Parsing a latex file in Perl

Apologies for the very basic question!

I just want to read in a latex file (so text basically) and output all the (say) theorems, which are always in the format

some lines of latex

I always kind of figured Perl was the right language for this!

Of course, I only know very basic programming in C++ and Java, and virtually no Perl.

Nonetheless I can currently read in a text file, and process it line by line.

It seems the most basic way to do this is:

($string =~ /pattern/)

I started getting confused by then reading about control codes like ?,*+,$, etc.

Any simple references or links to get me started?

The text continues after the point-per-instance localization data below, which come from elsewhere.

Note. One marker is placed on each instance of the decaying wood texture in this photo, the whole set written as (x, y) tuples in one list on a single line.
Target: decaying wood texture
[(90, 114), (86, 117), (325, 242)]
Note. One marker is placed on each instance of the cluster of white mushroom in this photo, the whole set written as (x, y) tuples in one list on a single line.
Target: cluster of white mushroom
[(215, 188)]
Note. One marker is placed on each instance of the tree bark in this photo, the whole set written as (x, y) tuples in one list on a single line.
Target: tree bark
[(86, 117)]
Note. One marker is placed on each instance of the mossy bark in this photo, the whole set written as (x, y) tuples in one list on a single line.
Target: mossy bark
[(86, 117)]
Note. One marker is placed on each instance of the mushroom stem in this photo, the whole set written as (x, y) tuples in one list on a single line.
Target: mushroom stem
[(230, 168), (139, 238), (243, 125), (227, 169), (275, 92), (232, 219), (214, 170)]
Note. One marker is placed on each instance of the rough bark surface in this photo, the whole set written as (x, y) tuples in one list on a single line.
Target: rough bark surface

(I put this on here and not the Tex site, as it could be useful generally for reading text files, and not just LaTeX!)

Answer Source

If you're on a Unix-y machine (this includes Macs), for a task this small you should reach for sed first:

$ sed -ne '/^\\begin{theorem}$/,/^\\end{theorem}$/p' doc.tex

If you're on Windows, though, you don't get sed bundled with the OS, and perl is rather easier to install AIUI, so here's the equivalent:

> perl -ne 'print if /^\\begin\{theorem\}$/.../^\\end\{theorem\}$/;' doc.tex

You may notice a distinct resemblance between these two commands. That's not an accident; Perl took ideas from many of the older Unix text-munging utilities, sed included.